The chemistry panel and electrolytes tell your vet whether your pet’s liver, kidneys, and pancreas are working as they should.
This crucial laboratory work in veterinary medicine can also spot complex issues with a pet's internal systems and help with their identification. For instance, blood tests for pets can determine whether internal or external stimuli are causing hormonal-chemical reactions. This notifies a veterinarian of the potential for an endocrine system issue with the animal.
A CBC reveals detailed information, including:
- Hematocrit (HCT): With this test, we can identify the percentage of red blood cells to detect hydration or anemia.
- Hemoglobin and mean corpuscular hemoglobin concentration (Hb and MCHC): These are pigments of red blood cells that carry oxygen.
- White blood cell count (WBC): With this test, we measure the body’s immune cells. Certain diseases or infections can cause WBC to increase or decrease.
- Granulocytes and lymphocytes/monocytes (GRANS and L/M): These are specific types of white blood cells.
- Eosinophils (EOS): These are a specific type of white blood cells that can indicate health conditions due to allergies or parasites.
- Platelet count: (PLT): This test measures cells that form blood clots.
- Reticulocytes (RETICS): High levels of immature red blood cells can point to regenerative anemia.
- Fibrinogen (FIBR): We are able to gain important information about blood clotting from this test. High levels can indicate a pet is 30 to 40 days pregnant.
What Blood Chemistries Reveal (Blood Serum Test):
Blood chemistries (blood serum tests) give us insight into a pet’s organ function (liver, kidneys, and pancreas), hormone levels, electrolyte status, and more.
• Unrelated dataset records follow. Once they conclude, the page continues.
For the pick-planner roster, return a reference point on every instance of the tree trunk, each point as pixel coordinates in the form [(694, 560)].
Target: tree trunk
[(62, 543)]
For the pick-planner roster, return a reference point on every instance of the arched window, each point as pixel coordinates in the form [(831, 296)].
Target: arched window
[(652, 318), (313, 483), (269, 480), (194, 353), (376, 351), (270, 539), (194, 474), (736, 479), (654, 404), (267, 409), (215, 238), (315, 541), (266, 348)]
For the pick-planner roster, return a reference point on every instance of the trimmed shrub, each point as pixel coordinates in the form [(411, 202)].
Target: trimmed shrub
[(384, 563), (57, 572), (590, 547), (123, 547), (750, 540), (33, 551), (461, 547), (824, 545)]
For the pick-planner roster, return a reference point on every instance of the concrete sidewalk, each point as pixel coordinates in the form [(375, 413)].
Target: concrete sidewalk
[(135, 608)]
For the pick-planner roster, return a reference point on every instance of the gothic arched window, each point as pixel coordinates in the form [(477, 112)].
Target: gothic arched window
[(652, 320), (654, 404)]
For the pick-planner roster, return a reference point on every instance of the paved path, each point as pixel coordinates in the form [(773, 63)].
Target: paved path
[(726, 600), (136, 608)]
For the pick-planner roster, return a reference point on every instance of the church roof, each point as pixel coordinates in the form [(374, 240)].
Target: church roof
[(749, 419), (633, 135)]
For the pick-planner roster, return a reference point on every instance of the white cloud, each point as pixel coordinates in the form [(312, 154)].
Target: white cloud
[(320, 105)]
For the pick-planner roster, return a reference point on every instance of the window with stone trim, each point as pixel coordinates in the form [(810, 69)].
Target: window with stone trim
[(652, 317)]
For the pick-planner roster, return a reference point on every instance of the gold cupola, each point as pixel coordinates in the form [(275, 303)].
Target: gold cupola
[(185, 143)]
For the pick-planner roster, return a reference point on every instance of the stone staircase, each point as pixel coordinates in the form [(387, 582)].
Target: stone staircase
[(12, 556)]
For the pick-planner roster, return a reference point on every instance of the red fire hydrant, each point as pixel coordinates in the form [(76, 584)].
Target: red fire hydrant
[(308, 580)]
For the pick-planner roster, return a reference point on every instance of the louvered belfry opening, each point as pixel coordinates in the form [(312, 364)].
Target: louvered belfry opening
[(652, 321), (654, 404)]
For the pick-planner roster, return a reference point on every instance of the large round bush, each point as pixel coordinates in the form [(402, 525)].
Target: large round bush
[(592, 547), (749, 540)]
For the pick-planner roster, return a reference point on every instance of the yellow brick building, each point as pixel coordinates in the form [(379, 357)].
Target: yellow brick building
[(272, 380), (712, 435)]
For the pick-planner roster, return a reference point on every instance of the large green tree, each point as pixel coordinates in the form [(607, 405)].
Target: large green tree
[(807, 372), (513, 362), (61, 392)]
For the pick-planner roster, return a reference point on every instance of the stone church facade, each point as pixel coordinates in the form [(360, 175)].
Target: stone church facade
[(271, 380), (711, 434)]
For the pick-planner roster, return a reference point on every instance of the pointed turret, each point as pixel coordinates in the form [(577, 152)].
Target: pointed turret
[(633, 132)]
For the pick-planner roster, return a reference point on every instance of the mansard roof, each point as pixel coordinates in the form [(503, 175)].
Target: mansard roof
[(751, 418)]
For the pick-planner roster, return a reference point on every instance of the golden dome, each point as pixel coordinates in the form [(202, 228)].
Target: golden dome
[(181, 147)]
The test can be used to assess the health of older pets, do general health assessments before anesthesia, or monitor pets receiving long-term medications.
These tests also help us evaluate senior pets’ health and those with symptoms of diseases (such as Addison’s, diabetes, kidney diseases, or others), diarrhea, vomiting, or toxin exposure.
Note: The advice provided in this post is intended for informational purposes and does not constitute medical advice regarding pets. For an accurate diagnosis of your pet's condition, please make an appointment with your vet.